Anchor is an unincorporated community in central Brazoria County, Texas, United States. It is located within the Greater Houston metropolitan area.

History
Anchor has a long and rich history. The Columbia Tap Railroad, which traveled from Houston to East Columbia, was built through this area sometime before 1852. The Houston and Brazos Valley Railroad then crossed this line at a point known as Chenango Junction in 1893. Its third line was built to Sugar Land in 1908. These three railroads caused the community to have four passenger trains traveling through the community each day. The traffic increased after World War I. A depot was built in the 1890s to handle all railroad business from West Columbia and Brazoria. Some trains took people to several events, including the circus in Houston, ship tours in Galveston, and baseball games in Velasco. The Anchor community was then established near the site of the former community of Fruitland, which was located at the intersection of the International and Great Northern Railroad and the Velasco Terminal. Jacob Whistler's family moved here in 1895. There were plots of land sold here, but when that failed, they expanded into Anchor. The Whistler family then built a hotel and a restaurant for locals. A post office was established at Anchor in 1897 and remained in operation until June 15, 1920, with George W. Richey as postmaster. Mail was then routed from Angleton. The community's business directory included two general stores, two sawmills, a cotton gin, a blacksmith shop, a cafe, a frog leg processing plant, two churches, and Western Union Railroad service. Anchor became a trading center for local farmers. Crops sold in the area included cotton, corn, onions, cabbage, and tomatoes. Farmers raised cattle, hogs, and chickens, with the cattle eventually making milk, butter, and meat. A canning factory was used mostly for tomatoes and owned and operated by a man named Burchard. Several floods and storms hit the area once roads became navigable and automobile sales increased. Its population was 50 with two businesses in 1933, but the store closed in the 1940s due to World War II. Texas State Highway 288 bypassed the community when it was built, and an oilfield caused little growth. The town was no longer on the census in 1950. The only building that remained in the community was a two-story residence that used to be the Whistler Hotel in the 1980s.

The community may have been named for a local cattle brand; it may also have been named after Anchor, Illinois, the native home of an early settler.

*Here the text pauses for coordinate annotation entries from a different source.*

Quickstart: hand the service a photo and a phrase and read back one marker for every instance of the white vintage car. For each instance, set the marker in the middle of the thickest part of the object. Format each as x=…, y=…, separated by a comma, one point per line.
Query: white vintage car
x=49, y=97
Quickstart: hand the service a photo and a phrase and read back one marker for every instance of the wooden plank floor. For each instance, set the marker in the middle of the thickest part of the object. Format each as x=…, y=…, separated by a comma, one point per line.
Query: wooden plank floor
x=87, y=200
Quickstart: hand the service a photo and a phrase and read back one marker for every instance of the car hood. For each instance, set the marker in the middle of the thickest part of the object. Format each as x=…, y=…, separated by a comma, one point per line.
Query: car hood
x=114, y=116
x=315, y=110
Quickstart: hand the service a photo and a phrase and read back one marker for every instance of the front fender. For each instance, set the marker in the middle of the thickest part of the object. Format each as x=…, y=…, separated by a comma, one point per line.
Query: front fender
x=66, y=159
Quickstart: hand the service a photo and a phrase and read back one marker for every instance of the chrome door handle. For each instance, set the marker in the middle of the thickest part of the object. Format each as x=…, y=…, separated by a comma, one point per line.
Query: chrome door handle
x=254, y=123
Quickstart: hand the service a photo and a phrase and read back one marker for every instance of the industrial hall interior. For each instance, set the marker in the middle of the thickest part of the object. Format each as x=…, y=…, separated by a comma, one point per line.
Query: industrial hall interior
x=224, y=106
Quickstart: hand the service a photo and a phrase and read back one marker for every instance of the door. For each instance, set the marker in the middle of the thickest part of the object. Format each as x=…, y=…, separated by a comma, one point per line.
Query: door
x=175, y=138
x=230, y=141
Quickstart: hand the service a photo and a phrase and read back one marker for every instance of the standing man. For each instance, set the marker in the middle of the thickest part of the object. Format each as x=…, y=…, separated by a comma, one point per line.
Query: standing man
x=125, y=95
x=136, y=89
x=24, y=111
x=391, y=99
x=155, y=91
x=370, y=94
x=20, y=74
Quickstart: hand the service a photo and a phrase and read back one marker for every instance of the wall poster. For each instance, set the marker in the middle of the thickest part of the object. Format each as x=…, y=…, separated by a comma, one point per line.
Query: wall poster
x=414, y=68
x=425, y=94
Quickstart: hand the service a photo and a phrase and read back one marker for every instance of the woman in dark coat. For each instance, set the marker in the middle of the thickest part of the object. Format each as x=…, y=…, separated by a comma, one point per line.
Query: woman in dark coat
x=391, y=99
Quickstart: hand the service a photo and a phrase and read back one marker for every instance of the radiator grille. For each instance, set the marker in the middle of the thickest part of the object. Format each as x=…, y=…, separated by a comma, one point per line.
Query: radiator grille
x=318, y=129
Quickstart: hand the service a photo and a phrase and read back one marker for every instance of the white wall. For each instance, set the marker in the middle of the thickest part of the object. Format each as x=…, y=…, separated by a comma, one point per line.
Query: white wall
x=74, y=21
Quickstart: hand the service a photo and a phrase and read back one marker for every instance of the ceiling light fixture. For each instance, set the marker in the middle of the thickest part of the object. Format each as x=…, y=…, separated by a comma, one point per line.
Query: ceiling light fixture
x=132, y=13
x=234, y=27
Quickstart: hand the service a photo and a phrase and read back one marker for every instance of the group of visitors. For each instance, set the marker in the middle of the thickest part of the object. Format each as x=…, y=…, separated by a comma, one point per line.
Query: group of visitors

An episode of The Dick Van Dyke Show, number 146, entitled "Remember the Alimony", was set in Anchor. In the episode, the town was moved to very near the Mexican border and given an army base.

Geography
Anchor is located at the intersection of Farm to Market Road 521 and County Road 44,  northwest of Angleton.

Education
Anchor once had its own school with Minnie McMillan-Holland as the teacher from 1914 to 1917. Today, the community is served by the Angleton Independent School District. Children in the area attend Rancho Isabella Elementary School, Angleton Junior High School, and Angleton High School in Angleton.